Logan’s clincher would have counted for less were it not for a wonderful Mark Reynolds strike in the first half cancelling out Craig Curran’s early opener for the Staggies.
“A stunner from Mark Reynolds? That’s the first time anybody has ever said that,” McInnes light-heartedly chided the centre-half. “He caught it so sweetly.”
Both teams blooded new signings from the off, with Stevie May welcomed into the Dons’ fold and Ross Draper, fresh from his six-figure switch across the Kessock Bridge from Inverness, earning his County debut from the start.
May would miss a couple of decent chances – one a few yards from goal – but McInnes was enthused.
“I thought Stevie May had a brilliant debut bar scoring.
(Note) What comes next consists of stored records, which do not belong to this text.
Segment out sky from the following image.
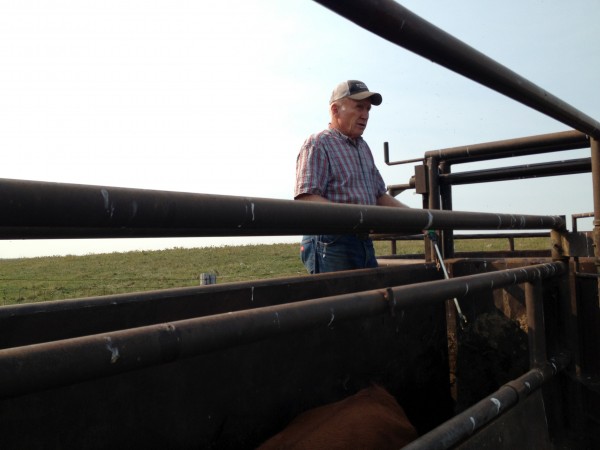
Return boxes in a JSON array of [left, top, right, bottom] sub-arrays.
[[1, 0, 599, 258]]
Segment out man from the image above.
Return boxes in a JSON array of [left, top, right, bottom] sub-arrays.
[[295, 80, 408, 274]]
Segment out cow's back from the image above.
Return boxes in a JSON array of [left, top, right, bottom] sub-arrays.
[[258, 384, 418, 449]]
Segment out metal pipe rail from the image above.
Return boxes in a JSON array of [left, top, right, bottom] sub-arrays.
[[572, 212, 594, 232], [313, 0, 600, 139], [440, 158, 591, 186], [372, 232, 550, 256], [372, 232, 549, 241], [0, 178, 565, 239], [427, 131, 590, 165], [388, 131, 589, 167], [384, 141, 424, 166], [0, 261, 565, 399], [402, 353, 571, 450]]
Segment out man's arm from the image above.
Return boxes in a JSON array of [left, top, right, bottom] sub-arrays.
[[376, 193, 409, 208], [295, 193, 330, 203], [297, 193, 407, 207]]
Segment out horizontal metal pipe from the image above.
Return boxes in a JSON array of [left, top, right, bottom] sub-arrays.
[[0, 178, 566, 239], [571, 212, 593, 232], [526, 280, 547, 368], [0, 264, 440, 349], [571, 212, 594, 219], [424, 131, 589, 163], [440, 158, 591, 186], [575, 272, 600, 279], [387, 182, 414, 197], [372, 232, 548, 241], [448, 232, 549, 240], [0, 262, 565, 398], [402, 353, 571, 450], [384, 141, 424, 166], [385, 157, 424, 166], [314, 0, 600, 138]]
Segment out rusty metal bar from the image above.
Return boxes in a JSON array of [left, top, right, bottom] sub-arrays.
[[439, 161, 454, 258], [372, 232, 548, 242], [0, 264, 440, 350], [440, 158, 591, 186], [0, 178, 566, 239], [402, 353, 571, 450], [387, 182, 414, 197], [425, 131, 589, 164], [526, 280, 547, 368], [574, 272, 600, 279], [0, 262, 565, 399], [387, 131, 588, 167], [572, 212, 594, 233], [384, 141, 424, 166], [426, 157, 441, 212], [572, 212, 595, 219], [591, 139, 600, 284], [570, 213, 593, 274], [313, 0, 600, 139], [426, 156, 441, 261], [551, 228, 567, 261]]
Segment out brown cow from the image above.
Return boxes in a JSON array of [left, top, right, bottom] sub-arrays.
[[257, 384, 418, 449]]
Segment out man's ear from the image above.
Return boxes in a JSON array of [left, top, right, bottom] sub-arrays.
[[330, 102, 338, 116]]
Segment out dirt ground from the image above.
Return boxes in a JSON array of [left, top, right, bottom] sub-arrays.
[[449, 311, 530, 412]]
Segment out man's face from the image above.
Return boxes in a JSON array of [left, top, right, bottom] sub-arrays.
[[334, 98, 372, 139]]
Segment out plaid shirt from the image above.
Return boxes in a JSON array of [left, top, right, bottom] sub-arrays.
[[295, 127, 387, 205]]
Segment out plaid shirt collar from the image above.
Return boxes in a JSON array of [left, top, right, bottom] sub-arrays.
[[327, 125, 363, 147]]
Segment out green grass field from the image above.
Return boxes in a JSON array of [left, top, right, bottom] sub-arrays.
[[0, 237, 550, 305]]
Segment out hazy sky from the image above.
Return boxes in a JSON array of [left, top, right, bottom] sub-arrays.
[[1, 0, 599, 258]]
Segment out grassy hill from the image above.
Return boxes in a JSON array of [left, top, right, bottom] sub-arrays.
[[0, 237, 549, 306]]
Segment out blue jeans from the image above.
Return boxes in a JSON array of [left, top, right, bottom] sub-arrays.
[[300, 234, 378, 274]]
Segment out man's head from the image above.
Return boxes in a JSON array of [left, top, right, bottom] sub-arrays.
[[329, 80, 382, 139]]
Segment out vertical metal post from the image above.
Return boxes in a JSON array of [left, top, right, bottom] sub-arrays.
[[525, 280, 546, 368], [422, 193, 431, 261], [440, 161, 454, 258], [199, 273, 217, 285], [551, 229, 566, 262], [560, 263, 587, 443], [590, 137, 600, 301], [548, 223, 586, 443], [426, 156, 441, 262], [426, 156, 441, 210]]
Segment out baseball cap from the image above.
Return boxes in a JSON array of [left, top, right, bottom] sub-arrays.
[[329, 80, 382, 106]]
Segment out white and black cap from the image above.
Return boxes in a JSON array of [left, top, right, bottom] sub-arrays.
[[329, 80, 382, 105]]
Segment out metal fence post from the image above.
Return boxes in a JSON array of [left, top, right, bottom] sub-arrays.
[[590, 138, 600, 296], [426, 156, 441, 262], [525, 279, 546, 368], [200, 273, 217, 285], [439, 160, 454, 259]]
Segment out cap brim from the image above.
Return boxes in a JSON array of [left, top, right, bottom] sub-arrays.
[[348, 91, 382, 106]]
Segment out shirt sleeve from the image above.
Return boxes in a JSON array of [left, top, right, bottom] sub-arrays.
[[373, 166, 387, 198], [362, 141, 387, 199], [294, 136, 329, 199]]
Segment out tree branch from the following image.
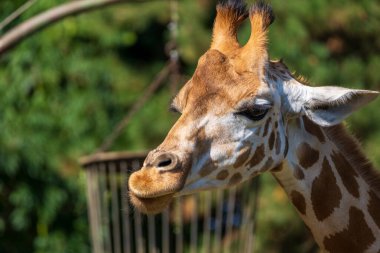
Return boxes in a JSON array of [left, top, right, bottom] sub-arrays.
[[0, 0, 38, 31], [0, 0, 128, 55], [97, 61, 173, 152]]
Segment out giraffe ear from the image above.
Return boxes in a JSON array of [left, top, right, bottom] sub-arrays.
[[302, 86, 379, 126]]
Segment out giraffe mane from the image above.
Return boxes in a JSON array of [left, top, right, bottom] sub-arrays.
[[292, 74, 311, 86], [325, 123, 380, 197]]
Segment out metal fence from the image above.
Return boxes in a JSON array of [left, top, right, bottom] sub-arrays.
[[81, 151, 260, 253]]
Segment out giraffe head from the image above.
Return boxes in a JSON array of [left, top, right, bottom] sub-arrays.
[[128, 0, 378, 214]]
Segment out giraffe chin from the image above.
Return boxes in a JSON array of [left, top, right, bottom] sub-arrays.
[[129, 192, 174, 214]]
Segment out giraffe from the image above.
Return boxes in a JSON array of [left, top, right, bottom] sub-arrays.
[[128, 1, 380, 252]]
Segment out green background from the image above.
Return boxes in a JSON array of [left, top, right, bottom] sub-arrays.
[[1, 0, 379, 252]]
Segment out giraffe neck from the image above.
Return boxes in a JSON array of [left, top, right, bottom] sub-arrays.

He’ll be disappointed but he’ll get there,” the Aberdeen manager said. “He showed exactly what he’ll be for us. He was terrific.”
The Aberdeen support packing out Ross County’s north stand is always arresting in noise and colour, but the party mood was curbed within 82 seconds of the first whistle.
County won a free-kick just wide left of the angle of the penalty area and Frenchman Christopher Routis swung in a dangerous, curling delivery. The Dons defence were napping as Curran snapped up the chance with a sharp header close in.
Despite gaining the early advantage, County failed to establish a grip on play and the Dons were level after 23 minutes. From Greg Tansey’s corner, County captain Andrew Davies rose to challenge Andrew Considine and the loose ball flew to Reynolds waiting just inside the area.
The defender’s control and precision on the first-time volley was worthy of the finest strikers in the world as it tore past Scott Fox and into the net.
The Dons, suddenly brimming with ideas and intent, began to exert control but half time came without reward. They remained in the ascendancy after the break, with a Greg Tansey cross swirling menacingly across the County box with no takers, while Fox had to pull off a finger-tip save below his bar from a Greg Stewart attempt.
Just before the hour mark, May missed that absolute howler close-in after Fox blocked a powerful Tansey free-kick, but Aberdeen’s second was clearly coming and, after 71 minutes, one of the smallest men on the park finally nodded them ahead.
This time it was a Gary Mackay-Steven cross that caught the hosts out, with Logan pouncing with a close-range header.
County had scant opportunities to restore parity but there were gasps of relief and home disbelief in equal measure as a thunderous, 30-yard Jim O’Brien strike smacked the middle of the Dons crossbar.
“I thought we started well, had a couple of good moves, scored a good goal, so from that aspect I was really pleased,” Jim McIntyre, the County manager, said. “But we were up against a good side and I felt we were guilty of going too long, too quickly.
“Any time we passed it through the lines, we were definitely better. We gave away too many cheap free-kicks and Aberdeen are very dangerous from set-plays.
“We did a lot well defensively, but didn’t show enough quality with our final pass in front of goal.”